In conclusione ed a conferma del particolare stato sociale goduto da tutte le famiglie IACOPI di Firenze esaminate, possiamo dire che le casate avevano il privilegio della sepoltura in chiesa che, come noto, era riservato ai nobili od a coloro che vivevano "more nobilium". Dal "necrologio fiorentino" di Eusebio Cirri leggiamo che le famiglie IACOPI hanno 6 tombe nella Basilica di San Lorenzo, in Santa Reparata (attuale Duomo) ed altre in Santa Croce (3^ cappella e vetrata della navata destra), nella Chiesa di S. Maria Maddalena dei Pazzi in Borgo Pinti (Iacopi del Lion Nero) ed una Cappella (2^ del transetto destro) nella Chiesa di Santo Spirito (Iacopi o Iacoppi e Consorteria de' Rossi).

Infine, come peraltro è già stato già messo in evidenza per gli Iacopi di Santa CROCE, a partire dalla fine del 1600 non si riescono più ad avere dati certi e documentabili della presenza di famiglie Iacopi a Firenze, ma tale pratica loro scomparsa dalla città appare piuttosto plausibile da mettere in relazione ad una loro rapida decadenza politica e commerciale. La prima ipotesi appare più probabile e certamente prevalente. Questi due eventi concomitanti hanno certamente determinato la dispersione di tutti i loro rami. Proprio per motivi politici molti rami della famiglia dovettero abbandonare in la città di Firenze per spostarsi, in maggioranza, nel territorio della libera Repubblica di Lucca o nell’area del pistoiese, prossima al confine con la repubblica lucchese, dove un ramo degli Iacopi vi aveva ottenuto la nobiltà cittadina o, in minor misura nei territori del viciniore Stato della Chiesa, dove avrebbero potuto godere di maggiore libertà e soprattutto di iniziativa, specie nel campo dei commerci.

In definitiva, come già evidenziato in precedenza, il cognome Iacopi è un cognome che ha in Italia una diffusione estremamente limitata, anche se sostanzialmente concentrata in una sola regione. Tutte le famiglie Iacopi esistenti in Italia ed anche quelle che oggi incontriamo fiorenti all’estero (evidenziate nelle pagine seguenti), sono riconducibili a poche precise aree geografiche italiane, quali la Lucchesia e l'Aretino (Casentino in particolare) ed il Pistoiese.
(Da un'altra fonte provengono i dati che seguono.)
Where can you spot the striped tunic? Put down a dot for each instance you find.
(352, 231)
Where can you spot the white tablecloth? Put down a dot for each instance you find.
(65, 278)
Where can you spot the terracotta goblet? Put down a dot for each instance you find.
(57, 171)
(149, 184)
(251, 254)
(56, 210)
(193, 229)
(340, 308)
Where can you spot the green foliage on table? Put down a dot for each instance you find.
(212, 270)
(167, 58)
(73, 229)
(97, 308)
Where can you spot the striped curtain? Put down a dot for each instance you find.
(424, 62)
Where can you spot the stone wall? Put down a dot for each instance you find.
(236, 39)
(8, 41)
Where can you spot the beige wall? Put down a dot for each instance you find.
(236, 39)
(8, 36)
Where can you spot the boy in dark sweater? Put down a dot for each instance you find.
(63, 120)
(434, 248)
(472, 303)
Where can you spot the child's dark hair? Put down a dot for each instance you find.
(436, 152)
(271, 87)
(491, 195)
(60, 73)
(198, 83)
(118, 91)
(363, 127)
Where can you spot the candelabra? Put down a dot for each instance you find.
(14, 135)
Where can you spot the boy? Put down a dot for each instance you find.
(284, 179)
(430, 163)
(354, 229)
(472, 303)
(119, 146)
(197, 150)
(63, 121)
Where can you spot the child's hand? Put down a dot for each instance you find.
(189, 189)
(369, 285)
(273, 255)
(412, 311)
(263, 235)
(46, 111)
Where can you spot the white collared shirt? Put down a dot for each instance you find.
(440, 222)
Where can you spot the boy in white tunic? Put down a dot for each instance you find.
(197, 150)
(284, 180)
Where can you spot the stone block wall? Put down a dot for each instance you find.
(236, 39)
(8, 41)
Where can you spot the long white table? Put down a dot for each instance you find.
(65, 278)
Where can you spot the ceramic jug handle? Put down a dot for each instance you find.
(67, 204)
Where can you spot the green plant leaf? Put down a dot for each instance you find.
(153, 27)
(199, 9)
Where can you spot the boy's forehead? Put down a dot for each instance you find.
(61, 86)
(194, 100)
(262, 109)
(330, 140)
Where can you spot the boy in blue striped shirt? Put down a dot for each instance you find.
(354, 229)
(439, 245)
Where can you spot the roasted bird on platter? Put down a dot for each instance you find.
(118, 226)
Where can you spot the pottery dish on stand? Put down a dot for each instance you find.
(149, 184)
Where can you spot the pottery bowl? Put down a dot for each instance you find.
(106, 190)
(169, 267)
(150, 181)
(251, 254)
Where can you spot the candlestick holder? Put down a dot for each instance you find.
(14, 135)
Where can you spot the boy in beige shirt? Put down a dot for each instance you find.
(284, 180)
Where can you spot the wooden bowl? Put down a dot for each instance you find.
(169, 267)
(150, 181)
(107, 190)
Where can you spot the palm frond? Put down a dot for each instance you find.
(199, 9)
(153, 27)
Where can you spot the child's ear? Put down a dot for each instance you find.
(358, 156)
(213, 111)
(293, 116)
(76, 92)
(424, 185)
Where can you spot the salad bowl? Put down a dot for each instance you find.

E verosimile, pur non disponendo di elementi oggettivi di riscontro, che tutte le famiglie, oggi esistenti, possano derivare da una comune matrice fiorentino/pistoiese e più precisamente dagli Iacopi di Pistoia o di Santa CROCE, ramo questo, presente e numeroso nella città del giglio fino alla seconda metà del 1500. E’ altresì molto probabile che i pochissimi membri oggi esistenti della famiglia IACOPPI possano invece derivare anche dagli Iacopi o Iacoppi della Consorteria de’ Rossi.

Comunque sia, gli Iacopi del LION NERO erano ascritti al ceto nobiliare fiorentino con la dignità iniziale di Miles e quindi di Nobile. Essi sono stati ascritti anche alla nobiltà di Pistoia, mentre gli Iacopi de' Tornaquinci derivavano a loro volta da un'altra famiglia, i Tornaquinci, che erano, come gli Iacopi o Iacoppi de’ Rossi, sicuramente Baroni o dei Grandi di Firenze ed appartenenti al ceto magnatizio, perché di origine feudale ed inurbatisi nella città del Giglio dal contado circostante.

> Approfondimento degli aspetti storico-economico-politici della città di Firenze

In tale contesto, nel 2002, Don Alfonso Ceballos Escalera y Gila, Marchese de la Floresta, Cronista, Rei de Armas di Castiglia e Leon, organo ufficiale araldico del Regno di Spagna ha recentemente certificato (con atto in data 4 dicembre 2001, registrato presso la Giunta di Castiglia e Leon in data 13 giugno 2002 e rogitato presso il Collegio Notarile di Madrid con atto n. 20648 in data 19 luglio 2002) che agli Iacopi del ramo del Casentino spettano i titoli di Nobile di Firenze, concedendo uno stemma personale al generale Massimo IACOPI.